BRIEF DESCRIPTION OF DRAWINGS

[0016] In the accompanying drawings, reference characters refer to the same parts through the different views. The drawings are not necessarily to scale; emphasis has instead been placed upon illustrating the principles of the invention. Of the drawings:

[0017]FIG. 1a is a schematic drawing to show the R-etalon with its components and arrangement sequence.

[0018]FIG. 1b shows schematically the R-etalon with all its components laminated together.

[0019]FIG. 2 shows the measured reflection spectrum of a constructed R-etalon with two Faraday rotators.

[0020]FIG. 3 illustrates the application of the R-etalon in one laser cavity embodiment.

[0021]FIG. 4 illustrates the end mirror reflector having a band-pass characteristic.

[0022]FIG. 5 shows schematically the spectra of a R-etalon (a) and a reflective grating (b) and the resultant spectrum (c).

[0023]FIG. 6 illustrates the application of the R-etalon in another laser cavity embodiment.

[0024]FIG. 7 shows the application of the R-etalon in another laser cavity embodiment and the cavity phase compensation by sitting a R-etalon on a piece of piezo-electrical substrate.

[0025]FIG. 8 illustrates another embodiment to implement a retro-reflective etalon.

DETAILED DESCRIPTION

[0026] The proposed R-etalon comprises an etalon and a few other optical components, such as Faraday rotator, polarizer or quarter waveplate.
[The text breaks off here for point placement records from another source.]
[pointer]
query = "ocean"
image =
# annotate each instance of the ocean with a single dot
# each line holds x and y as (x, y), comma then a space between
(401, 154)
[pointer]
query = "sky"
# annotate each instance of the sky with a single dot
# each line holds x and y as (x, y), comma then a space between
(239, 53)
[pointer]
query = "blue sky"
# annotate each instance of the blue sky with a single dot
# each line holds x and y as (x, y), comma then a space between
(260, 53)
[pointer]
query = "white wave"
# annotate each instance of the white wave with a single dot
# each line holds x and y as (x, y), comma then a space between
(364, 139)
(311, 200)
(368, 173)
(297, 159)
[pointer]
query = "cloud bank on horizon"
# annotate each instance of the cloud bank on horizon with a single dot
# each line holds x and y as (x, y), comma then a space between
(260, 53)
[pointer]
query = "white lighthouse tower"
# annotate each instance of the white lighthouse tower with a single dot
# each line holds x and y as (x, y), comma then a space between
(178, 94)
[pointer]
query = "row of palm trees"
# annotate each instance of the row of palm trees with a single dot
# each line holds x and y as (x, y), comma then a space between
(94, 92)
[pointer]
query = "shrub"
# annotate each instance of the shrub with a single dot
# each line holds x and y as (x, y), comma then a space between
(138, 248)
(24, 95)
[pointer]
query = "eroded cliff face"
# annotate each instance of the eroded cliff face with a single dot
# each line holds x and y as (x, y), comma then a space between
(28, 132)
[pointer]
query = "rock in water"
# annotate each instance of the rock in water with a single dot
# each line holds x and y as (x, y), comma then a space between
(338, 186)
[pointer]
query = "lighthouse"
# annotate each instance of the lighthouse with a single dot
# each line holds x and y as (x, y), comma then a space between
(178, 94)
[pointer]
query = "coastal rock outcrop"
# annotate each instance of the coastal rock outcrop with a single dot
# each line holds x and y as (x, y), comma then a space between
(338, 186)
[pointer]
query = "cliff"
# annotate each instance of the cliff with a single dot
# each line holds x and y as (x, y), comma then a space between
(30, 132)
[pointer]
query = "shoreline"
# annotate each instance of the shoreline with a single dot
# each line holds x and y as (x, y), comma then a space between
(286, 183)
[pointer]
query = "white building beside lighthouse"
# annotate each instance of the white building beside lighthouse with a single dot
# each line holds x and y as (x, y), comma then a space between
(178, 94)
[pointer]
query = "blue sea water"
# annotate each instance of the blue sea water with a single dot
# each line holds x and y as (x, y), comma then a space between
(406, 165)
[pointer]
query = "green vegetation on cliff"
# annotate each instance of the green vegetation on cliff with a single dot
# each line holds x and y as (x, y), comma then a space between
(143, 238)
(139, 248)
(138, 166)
All components are commercially available or easily manufactured by existing technology. Its reflection optical spectrum has the double-pass transmission characteristic of the etalon. The etalon can be made of a solid material or air-spaced. To achieve required the reflectivity of the etalon, its surface can be coated multi-layers of dielectric materials, as known in the art. The etalon can be designed to have specific free space range (FSR) by using different spacing thickness or different material with a different refractive index.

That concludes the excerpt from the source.